This repository is the home of all HGU IGMM code for manipulating Anatomy Databases.
The code consists of:
-
Java Classes, including a full Java DAO (Data Access Object layer) ( on top of MySQL ), influenced by BalusC ( eg. http://balusc.blogspot.co.uk/2008/07/dao-tutorial-data-layer.html )
-
Python Classes, again another DAO in Python; these rebuild the database's derived data tables; and produce many reports in RTF, TXT and XML
The Database itself is implemented in MySQL, and is a realisation of a Directed Acyclic Graph (DAG), as a Tree stored in Relational form.
The Database has the following "Core" tables: EDITOR, SOURCE, STAGE, NODE, TIMED_NODE, RELATIONSHIP, SYNONYM, VERSION, PERSPECTIVE_AMBIT
Each of these Core Tables has a unique Surrogate Key, which is stored in the OBJECT table.
Of these Core Tables, STAGE, NODE, TIMED_NODE, RELATIONSHIP, provide the main structure to the database.

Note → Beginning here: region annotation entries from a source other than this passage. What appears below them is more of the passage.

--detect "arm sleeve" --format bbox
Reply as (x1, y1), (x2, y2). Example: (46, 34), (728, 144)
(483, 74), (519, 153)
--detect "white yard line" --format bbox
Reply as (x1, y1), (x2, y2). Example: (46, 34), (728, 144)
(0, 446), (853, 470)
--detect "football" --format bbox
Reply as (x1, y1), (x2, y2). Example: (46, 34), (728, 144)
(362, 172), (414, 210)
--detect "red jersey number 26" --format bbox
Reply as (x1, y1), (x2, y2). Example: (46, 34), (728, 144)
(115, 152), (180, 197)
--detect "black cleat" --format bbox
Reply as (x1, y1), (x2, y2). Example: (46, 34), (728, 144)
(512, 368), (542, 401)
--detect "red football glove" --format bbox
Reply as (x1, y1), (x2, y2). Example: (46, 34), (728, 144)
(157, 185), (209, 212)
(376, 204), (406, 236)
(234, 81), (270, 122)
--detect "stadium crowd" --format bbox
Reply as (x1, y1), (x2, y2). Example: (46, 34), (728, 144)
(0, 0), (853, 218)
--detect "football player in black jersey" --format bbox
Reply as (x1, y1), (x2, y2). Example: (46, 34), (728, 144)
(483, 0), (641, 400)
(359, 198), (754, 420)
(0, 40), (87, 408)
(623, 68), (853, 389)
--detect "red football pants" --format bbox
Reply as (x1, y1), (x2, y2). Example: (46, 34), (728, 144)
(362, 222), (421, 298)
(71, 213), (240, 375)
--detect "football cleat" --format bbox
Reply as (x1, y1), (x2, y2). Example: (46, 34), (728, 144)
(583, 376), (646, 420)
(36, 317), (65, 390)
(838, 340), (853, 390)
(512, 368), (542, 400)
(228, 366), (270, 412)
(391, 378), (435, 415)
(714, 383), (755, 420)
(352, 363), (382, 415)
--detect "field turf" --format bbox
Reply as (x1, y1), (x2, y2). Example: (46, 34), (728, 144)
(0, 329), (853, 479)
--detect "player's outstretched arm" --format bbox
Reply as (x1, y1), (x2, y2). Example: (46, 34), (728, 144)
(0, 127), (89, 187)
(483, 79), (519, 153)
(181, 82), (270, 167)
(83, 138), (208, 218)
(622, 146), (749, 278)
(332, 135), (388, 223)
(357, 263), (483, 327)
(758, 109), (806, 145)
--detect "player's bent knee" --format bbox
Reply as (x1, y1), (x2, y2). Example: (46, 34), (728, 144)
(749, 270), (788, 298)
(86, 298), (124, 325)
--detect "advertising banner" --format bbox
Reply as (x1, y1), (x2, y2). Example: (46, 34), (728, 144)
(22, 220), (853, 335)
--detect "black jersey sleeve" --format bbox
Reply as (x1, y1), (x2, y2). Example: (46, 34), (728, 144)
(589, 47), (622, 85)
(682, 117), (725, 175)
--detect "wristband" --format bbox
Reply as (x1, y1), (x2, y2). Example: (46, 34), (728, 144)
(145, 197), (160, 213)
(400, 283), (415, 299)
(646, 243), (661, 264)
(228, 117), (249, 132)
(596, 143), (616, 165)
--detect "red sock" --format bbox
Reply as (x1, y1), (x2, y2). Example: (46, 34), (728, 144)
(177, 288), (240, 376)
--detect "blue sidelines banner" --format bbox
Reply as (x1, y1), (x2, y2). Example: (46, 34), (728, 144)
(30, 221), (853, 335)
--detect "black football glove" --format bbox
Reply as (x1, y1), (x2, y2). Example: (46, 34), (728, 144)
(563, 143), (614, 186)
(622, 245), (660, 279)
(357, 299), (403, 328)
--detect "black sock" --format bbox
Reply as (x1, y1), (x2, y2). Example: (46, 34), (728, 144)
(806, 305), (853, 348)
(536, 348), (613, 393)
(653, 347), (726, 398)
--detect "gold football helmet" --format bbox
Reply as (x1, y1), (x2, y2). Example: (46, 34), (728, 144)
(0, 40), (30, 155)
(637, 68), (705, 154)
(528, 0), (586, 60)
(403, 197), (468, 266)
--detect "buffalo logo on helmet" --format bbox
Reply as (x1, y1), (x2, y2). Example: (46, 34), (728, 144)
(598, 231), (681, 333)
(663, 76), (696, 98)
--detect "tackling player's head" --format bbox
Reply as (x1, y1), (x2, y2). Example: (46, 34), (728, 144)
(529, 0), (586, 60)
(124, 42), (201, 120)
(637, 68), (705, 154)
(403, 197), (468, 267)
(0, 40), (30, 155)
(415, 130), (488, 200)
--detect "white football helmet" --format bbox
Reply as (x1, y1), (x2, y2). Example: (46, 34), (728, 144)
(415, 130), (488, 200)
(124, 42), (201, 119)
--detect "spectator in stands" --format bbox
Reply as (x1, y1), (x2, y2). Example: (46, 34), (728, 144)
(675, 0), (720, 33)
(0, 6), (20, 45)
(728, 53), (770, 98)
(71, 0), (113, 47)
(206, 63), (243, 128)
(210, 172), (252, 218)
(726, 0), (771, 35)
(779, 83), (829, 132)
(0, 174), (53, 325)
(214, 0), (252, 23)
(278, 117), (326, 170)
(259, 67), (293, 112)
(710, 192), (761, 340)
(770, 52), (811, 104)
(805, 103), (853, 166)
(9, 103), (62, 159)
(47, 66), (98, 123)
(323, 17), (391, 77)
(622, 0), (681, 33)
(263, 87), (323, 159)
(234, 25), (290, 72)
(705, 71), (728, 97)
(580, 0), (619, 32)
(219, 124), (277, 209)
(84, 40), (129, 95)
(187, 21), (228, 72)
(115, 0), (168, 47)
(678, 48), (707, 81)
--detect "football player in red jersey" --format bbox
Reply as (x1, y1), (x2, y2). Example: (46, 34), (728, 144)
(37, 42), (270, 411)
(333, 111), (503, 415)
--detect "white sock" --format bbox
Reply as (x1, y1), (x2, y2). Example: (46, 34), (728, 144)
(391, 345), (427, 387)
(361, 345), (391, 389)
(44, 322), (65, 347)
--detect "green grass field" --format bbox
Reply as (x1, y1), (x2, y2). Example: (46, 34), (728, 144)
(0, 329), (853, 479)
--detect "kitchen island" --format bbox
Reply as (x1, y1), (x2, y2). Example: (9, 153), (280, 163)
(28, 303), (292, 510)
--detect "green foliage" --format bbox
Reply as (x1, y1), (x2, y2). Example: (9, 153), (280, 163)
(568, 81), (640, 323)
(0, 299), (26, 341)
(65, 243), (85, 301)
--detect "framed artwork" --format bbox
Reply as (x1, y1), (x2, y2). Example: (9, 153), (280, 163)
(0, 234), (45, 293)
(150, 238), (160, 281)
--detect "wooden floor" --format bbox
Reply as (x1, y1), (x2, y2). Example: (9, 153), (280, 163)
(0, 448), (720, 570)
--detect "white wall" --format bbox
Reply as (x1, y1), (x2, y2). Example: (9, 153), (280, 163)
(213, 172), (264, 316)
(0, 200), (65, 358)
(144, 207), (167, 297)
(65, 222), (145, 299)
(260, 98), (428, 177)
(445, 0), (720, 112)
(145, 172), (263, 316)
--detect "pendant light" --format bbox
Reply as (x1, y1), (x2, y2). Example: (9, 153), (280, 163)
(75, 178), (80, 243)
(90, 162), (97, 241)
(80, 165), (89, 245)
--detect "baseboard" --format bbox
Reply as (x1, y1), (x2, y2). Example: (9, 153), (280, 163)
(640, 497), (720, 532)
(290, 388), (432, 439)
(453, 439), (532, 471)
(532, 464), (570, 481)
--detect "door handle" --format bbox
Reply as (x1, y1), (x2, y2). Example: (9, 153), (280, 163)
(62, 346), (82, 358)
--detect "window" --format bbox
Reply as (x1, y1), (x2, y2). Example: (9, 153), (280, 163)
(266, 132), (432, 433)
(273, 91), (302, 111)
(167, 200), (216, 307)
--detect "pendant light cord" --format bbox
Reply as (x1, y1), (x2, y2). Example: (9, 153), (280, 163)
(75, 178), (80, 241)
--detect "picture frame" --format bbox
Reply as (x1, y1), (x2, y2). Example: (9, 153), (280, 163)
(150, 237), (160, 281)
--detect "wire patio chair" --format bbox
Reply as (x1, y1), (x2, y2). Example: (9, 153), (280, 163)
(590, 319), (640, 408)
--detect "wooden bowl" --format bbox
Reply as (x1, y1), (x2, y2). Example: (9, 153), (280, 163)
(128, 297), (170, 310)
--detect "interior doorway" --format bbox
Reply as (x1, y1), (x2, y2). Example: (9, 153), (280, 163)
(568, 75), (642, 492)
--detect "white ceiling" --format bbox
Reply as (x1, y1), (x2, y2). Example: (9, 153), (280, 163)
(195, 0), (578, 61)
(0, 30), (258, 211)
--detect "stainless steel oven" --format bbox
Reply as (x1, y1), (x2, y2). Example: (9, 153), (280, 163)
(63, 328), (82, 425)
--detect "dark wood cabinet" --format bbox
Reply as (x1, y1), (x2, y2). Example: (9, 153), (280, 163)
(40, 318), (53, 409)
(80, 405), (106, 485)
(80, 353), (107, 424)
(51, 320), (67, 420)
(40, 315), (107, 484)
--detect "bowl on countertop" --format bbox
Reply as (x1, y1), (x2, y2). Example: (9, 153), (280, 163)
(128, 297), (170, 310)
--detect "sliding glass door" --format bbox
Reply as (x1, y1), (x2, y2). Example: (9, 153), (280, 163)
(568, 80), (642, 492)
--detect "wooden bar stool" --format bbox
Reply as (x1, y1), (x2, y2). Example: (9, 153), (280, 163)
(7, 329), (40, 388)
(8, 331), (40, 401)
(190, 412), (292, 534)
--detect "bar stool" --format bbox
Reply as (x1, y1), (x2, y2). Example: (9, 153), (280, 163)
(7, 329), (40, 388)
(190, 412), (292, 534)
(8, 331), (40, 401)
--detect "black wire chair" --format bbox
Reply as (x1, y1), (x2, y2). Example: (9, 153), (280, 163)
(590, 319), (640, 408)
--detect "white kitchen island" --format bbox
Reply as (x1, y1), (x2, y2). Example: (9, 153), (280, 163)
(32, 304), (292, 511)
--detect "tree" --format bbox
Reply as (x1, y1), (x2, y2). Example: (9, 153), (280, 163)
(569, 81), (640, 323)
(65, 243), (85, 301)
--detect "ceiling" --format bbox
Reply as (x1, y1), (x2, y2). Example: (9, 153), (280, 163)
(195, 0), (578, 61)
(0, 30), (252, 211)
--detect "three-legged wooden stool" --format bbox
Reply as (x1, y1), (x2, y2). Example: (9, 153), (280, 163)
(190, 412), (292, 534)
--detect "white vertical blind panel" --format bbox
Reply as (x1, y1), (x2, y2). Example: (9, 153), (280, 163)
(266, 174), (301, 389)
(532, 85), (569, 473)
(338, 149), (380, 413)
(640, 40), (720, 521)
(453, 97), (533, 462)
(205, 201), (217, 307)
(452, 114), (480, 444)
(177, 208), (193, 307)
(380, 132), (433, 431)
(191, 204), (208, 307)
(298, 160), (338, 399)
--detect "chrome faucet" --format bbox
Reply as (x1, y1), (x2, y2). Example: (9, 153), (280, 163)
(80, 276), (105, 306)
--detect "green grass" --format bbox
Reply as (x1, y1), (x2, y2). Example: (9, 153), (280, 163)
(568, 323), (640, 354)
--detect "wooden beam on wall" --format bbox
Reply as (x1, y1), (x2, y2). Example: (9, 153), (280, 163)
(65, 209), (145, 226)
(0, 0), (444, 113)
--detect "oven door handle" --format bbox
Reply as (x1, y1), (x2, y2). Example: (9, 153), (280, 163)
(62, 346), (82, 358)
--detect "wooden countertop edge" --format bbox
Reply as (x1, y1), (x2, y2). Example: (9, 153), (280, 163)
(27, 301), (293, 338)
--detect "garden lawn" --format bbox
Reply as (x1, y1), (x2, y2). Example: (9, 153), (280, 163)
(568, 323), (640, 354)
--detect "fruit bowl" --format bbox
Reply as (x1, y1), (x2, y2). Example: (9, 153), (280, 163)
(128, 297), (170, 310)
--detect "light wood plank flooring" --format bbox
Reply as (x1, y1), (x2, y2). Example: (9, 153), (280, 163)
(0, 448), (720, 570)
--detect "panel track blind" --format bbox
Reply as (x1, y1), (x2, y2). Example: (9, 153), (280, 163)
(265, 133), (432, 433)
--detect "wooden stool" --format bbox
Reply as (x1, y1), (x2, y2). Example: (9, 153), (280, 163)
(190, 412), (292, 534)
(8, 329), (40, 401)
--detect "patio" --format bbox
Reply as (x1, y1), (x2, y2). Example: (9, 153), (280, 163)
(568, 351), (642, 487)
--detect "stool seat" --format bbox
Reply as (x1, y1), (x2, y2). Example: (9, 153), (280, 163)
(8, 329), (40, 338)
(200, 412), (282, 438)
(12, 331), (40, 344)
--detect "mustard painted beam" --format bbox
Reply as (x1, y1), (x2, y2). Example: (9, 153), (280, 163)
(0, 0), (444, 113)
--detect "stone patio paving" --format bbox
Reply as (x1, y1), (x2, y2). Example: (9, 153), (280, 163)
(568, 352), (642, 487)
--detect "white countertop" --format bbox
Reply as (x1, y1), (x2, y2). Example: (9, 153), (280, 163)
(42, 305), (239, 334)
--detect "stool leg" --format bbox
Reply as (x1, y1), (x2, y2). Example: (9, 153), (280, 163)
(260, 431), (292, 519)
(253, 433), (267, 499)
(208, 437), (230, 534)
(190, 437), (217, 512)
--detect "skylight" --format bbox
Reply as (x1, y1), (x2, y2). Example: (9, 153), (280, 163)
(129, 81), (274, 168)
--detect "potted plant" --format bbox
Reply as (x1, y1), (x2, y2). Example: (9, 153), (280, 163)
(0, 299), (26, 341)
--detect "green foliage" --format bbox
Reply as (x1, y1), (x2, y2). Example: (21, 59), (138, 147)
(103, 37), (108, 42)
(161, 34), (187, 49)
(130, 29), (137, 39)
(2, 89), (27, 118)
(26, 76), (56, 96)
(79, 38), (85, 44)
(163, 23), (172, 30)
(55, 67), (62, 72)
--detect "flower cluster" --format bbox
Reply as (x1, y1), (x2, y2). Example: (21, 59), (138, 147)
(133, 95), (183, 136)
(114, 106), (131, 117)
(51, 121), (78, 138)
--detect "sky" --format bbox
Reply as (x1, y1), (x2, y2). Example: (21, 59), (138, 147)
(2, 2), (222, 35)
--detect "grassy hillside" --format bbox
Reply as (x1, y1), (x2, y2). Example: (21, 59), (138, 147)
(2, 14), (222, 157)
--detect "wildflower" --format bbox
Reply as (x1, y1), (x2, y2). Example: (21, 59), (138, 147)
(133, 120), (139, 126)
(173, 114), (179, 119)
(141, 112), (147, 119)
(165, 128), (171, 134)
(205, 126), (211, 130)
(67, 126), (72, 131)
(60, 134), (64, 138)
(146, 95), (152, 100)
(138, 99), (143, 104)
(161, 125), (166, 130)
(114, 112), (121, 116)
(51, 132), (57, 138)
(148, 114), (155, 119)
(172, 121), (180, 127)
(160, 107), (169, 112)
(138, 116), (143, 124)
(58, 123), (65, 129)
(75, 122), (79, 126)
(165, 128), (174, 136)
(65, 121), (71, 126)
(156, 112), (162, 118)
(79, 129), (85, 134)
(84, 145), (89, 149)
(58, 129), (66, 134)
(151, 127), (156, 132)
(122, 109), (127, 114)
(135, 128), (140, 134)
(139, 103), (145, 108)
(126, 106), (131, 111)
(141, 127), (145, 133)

Nodes are Related to Other Nodes through the Relationship Table; Nodes exist for a range of Stages, and for each stage in the range, a Timed Node exists.
PLEASE READ THE FOLLOWING DOCUMENT FOR A FULL DESCRIPTION OF THIS REPOSITORY COMPONENTS!
Anatomy/Documentation/TheHGUAnatomyDatabase_2013-05-01.doc
The HGU Anatomy Database
Mike Wicks’ Developments by 26th February 2014
Executive Summary
NOTA BENE
This GIT Repository is hosted on MAHOST ( git@mahost:Anatomy ) as well as GITHUB ( https://github.com/ma-tech/Anatomy.git - which EXCLUDES the /Anatomy/Database folder)
Anatomy Update Processing
A combination of Java and Python programs are used to update the Anatomy database, whenever a new version is required.
New Folder structures must first be added to GIT each time a new version of the database is required.
There are a number of steps to producing a new version of the database:
- Create Folder Structure for New Version
- Create an Empty Anatomy Database & Populate with Base Data
- Load and Validation of an OBO file against the Empty Database
- Update of the Database (produces new EMAP(A) terms and amends existing terms)
- Produce a new OBO file from the updated database
- Produce SQL queries to populate derived tables
- Apply SQL derived table queries to the database
- Produce new Tree Reports
- Produce SQL queries to create Materialised View tables
- Apply SQL materialised view queries (long running).
All program code is in GIT under “Anatomy” – BOTH Java and PYTHON.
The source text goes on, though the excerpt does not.